The first key to Stardoll’s success is that they’ve found a genre of virtual items that are truly valuable to their audience. Celebrities and their fashion are an aspirational obsession for millions of people around the world, and Stardoll taps directly into the vein of that obsession. That same insatiable desire to look trendy in the real world translates, without skipping a beat, into the online world.

The second key to Stardoll’s success is that they provide an incredibly rich platform with which fashion brands can reach their demographic. As soon as fashions hit the runway or the retail shelf, they are available in Stardoll. If a girl thinks her MeDoll looks cute in that new pencil skirt from DKNY, she can run out that day and grab the very same skirt from her local brick and mortar mall. That same branding extends beyond just apparel. MeDoll make-up is provided under the Sephora brand and jewelry is based on designs from Heidi Klum’s jewelry collection.

All of this makes Stardoll one of the most powerful branding and lead generation tools thats ever been available to the fashion industry. They have even had consumers ask when Stardoll’s house brands, such as Pretty in Pink, will be available in brick and mortar stores.

Advertising Done Right

Stardoll doesn’t fall back on banner ads to augment their virtual goods business. Instead, they weave marketing messages into the features of the Stardoll experience and, as a result, create an advertising experience which is fun, engaging, and far more powerful than static banner ads.

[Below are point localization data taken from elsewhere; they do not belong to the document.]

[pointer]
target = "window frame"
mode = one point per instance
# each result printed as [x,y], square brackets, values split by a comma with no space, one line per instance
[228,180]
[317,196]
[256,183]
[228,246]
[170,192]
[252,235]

For example, during a recent advertising campaign for Disney’s movie Enchanted, Stardoll took scenes, characters, and costumes directly from the movie and incorporated them into the world. As a result, Stardoll’s users could immerse themselves in the fiction of the movie and develop an attachment to the movie world before Enchanted even hit screens. In a unique twist on banner advertising, Stardoll offered a poster that users could hang in their Suites. That poster was hung in hundreds of thousands of Suites and generated millions of ad impressions. Stardoll’s approach to advertising generated everything from casual brand impressions to deep engagement in a way that added value to the audience’s experience and was elegantly integrated into the site’s core activities.

Stardoll provides a similarly rich branding platform to actors and music artists. Every celebrity featured on Stardoll has their own unique URL so that they can use their Stardoll presence as a promotional vehicle. In addition, Stardoll often runs explicit promotions for celebrities and musicians who are featured on their site. For example, Stardoll recently ran a contest where a member of their audience was flown to an Avril Lavigne concert and got to meet her backstage.

Stardoll’s approach to advertising highlights some important lessons:

  • Audiences want advertising, but only for the brands they care about
  • Audiences want to chose the brand messages they receive; they don’t want those messages pushed to them
  • Just as in the real world, online brand associations are powerful personal identifiers
  • Engagement is maximized when branding is woven into the core activities of the site
  • Above all else, advertising should be fun for the user, not a distraction

A Model for the Future

Although virtual goods have resulted in extraordinary success in Asia, there has been some doubt as to whether virtual goods would become a mainstream business model in Europe and the U.S. When Cyworld recently close its doors in Europe, some people asked whether virtual goods would ever be relevant outside of Asia.

Stardoll is proof positive that virtual goods have a very promising future in Europe and the U.S. The Stardoll team has hit on a recipe that is uniquely engaging to their core demographic, and they are leveraging that recipe to provide maximum value to their users and their advertisers.

I’m glad that I stumbled into Room 5 at the Virtual Worlds Conference. Stardoll is defining the future of virtual goods today — and I’m amazed that they’ve flown under the industry radar for so long. Stardoll has captured the attention of 16 million girls around the world, but they don’t even have a Wikipedia page.